Solution Focus

An Emotional Differentiation Approach: a brain based way of working with young people.

The ideas used in this approach are sourced from the work of Milton Ericksson, Joe Griffin, Ivan Tyrell, John Bowlby, Daniel Siegel, Louise Bomber, Kate Cairns, Norman Doidge and Barbara Arrowsmith-Young amongst others. There is no claim to originality here but an approach that synthesises ideas into a way of working.

Emotional Differentiation is in its essence a Solution Focused approach. It fully acknowledges issues from the past that may have come about from experiencing significant insecure attachment, trauma, abuse, loss and neglect and that may manifest as significant issues around anxiety, fear, guilt, sadness, volatility and self-identity. It then asks the question, ‘What has this past experience done to a young person’s brain structures and how can we change that now?’ In asking this question we acknowledge modern advances in ideas from Neuroscience and in particular the ability of the brain to change, develop and ultimately heal itself.

To change brain structures we need to do two things:

  • Dampen the existing brain structures that are causing issues – for example, excessive emotional arousal and excessive emotional need;
  • Create and strengthen new or better brain structures – for example, the ability to problem-solve.

Daniel Siegel in particular identifies three overarching emotional brain issues as:

  • Integration and balance between the upper and lower brain systems;
  • Integration and balance between the brain hemispheres;
  • Integration and balance between implicit and explicit memory systems.

The approach we take finds ‘Emotional Differentiation’ in the everyday and every moment – strategies and approaches can come from anywhere and everywhere. In this sense it is also an approach that is modelled around ideas of a Therapeutic Milieu and indeed the pioneering work of Milton Eriksson. It provides both a coherent model for introducing a wide range of simple strategies and for organising them around a young person’s emotional needs. It provides strong planning tools that allow reflective practice around strong evidence. It sits comfortably within ideas from Social Pedagogy theory and is ultimately driven by the progress being made by the child in observable actions, states and behaviours.

Key ways of working

  • We use a scaling and checklist of Emotional Needs to identify which emotional needs in the young person are ‘hot’ – for example, feeling secure; feeling that there is personal autonomy in a situation.
  • We use a scaling and checklist of the young person’s identified behaviours – as a window into indicating emotional need.
  • We provide a framework and checklist for a range of existing strategies plus new ones decided in partnership and implemented around meeting these key emotional needs.
  • We provide a framework and checklist for a range of strategies and approaches that identify ‘directions’ in which the brain needs to be grown and how to do this.
  • Our strategies are in and from the everyday. They can happen all and anytime.
  • They provide all staff with organising ideas that are focussed on meeting underlying emotional needs and so changing and developing appropriate behaviour from this viewpoint.
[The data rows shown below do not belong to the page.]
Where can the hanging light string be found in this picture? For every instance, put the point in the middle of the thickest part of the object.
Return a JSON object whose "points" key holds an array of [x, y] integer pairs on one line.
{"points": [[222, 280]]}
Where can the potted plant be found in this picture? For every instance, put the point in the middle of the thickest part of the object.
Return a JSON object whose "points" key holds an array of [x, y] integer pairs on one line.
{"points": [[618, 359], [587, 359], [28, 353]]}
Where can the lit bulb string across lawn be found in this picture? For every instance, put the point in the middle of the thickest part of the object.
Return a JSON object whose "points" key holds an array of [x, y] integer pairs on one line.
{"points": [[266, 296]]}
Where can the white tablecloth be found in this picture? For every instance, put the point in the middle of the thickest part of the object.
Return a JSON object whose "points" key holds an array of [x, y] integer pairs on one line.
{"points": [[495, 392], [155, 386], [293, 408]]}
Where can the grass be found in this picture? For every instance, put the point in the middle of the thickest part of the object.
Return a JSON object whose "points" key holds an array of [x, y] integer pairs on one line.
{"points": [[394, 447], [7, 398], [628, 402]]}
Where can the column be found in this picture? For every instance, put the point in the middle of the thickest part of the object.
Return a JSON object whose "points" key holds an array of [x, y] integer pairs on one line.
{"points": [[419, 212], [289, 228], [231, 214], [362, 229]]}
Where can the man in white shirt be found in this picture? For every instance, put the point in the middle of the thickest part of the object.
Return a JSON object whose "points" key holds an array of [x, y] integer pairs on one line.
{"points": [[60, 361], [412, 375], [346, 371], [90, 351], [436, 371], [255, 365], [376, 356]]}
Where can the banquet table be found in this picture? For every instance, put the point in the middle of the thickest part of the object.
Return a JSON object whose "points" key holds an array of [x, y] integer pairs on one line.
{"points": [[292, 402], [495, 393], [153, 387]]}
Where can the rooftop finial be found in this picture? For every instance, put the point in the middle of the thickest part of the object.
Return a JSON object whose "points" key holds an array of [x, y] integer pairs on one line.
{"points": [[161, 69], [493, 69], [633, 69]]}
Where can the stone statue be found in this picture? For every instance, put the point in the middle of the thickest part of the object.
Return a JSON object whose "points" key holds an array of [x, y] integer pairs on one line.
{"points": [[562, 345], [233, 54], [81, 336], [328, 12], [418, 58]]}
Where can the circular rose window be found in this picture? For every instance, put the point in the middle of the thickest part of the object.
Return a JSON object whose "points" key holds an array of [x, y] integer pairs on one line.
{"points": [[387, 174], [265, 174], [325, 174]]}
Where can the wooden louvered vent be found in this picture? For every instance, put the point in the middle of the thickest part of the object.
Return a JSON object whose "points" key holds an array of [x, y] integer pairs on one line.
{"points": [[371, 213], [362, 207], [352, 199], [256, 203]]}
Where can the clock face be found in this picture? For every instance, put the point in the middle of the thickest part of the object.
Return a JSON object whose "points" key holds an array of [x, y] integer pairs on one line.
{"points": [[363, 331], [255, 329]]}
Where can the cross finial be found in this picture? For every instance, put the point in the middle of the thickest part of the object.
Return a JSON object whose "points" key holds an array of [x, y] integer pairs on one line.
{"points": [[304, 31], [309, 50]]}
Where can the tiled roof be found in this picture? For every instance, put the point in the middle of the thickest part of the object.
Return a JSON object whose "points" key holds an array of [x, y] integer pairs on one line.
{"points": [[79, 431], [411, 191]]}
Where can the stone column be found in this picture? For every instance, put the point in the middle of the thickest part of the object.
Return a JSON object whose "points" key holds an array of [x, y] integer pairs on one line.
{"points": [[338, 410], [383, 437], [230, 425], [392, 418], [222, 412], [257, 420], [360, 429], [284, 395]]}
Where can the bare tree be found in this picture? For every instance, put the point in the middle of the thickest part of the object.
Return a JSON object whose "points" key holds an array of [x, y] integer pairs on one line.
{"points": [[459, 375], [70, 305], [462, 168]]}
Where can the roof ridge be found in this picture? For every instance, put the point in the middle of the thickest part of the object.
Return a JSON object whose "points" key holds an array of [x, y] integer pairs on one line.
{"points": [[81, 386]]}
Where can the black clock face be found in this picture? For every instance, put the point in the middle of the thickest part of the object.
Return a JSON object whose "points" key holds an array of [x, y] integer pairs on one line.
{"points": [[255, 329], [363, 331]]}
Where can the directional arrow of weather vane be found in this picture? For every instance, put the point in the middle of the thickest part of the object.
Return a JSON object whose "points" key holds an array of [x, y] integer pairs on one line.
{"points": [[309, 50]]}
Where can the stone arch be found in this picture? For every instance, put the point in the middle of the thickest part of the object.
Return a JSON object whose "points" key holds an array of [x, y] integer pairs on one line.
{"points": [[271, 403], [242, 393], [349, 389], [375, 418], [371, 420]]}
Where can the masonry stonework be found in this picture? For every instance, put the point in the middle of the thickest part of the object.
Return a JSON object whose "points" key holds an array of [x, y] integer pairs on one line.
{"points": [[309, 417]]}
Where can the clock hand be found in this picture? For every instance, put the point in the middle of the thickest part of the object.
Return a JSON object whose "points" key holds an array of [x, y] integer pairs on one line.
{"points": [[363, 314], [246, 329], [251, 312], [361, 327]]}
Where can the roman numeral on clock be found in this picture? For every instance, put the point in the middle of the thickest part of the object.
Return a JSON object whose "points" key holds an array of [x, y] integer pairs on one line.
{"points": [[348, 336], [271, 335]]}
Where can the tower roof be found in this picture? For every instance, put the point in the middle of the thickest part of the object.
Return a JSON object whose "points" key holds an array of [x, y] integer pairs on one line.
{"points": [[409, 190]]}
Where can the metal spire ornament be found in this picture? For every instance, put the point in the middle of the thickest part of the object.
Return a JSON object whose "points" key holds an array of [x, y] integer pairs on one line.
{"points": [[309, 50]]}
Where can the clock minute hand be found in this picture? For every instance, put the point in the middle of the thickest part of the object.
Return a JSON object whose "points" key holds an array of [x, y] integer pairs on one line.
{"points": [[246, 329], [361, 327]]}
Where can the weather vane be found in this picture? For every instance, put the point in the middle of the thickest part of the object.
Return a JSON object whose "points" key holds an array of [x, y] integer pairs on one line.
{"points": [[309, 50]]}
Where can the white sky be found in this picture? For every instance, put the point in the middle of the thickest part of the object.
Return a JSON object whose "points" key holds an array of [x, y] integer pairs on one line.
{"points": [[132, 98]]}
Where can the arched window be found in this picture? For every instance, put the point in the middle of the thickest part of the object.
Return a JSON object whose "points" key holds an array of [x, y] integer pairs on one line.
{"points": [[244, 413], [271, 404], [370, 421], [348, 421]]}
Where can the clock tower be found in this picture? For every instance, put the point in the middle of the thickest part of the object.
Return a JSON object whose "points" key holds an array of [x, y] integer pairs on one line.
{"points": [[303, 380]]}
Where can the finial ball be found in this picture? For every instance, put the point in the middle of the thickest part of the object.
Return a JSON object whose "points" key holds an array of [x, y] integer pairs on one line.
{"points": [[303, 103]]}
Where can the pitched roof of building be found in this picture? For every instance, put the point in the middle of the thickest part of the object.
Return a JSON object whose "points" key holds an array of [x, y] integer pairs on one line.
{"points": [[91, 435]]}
Ultimately the aim of our approach is to ensure the young person feels safe and secure in themselves as she develops in a holistic way emotionally, ready to move on – whether that is a return to family, or a less intensive placement and integration into society. As the young person recovers and discovers balance and integration in her brain systems so will they grow and develop as individuals, increasingly embracing positive outcomes. Emotional Differentiation can be applied anywhere where adults have the skill and willingness to do so. It can support family and foster placements.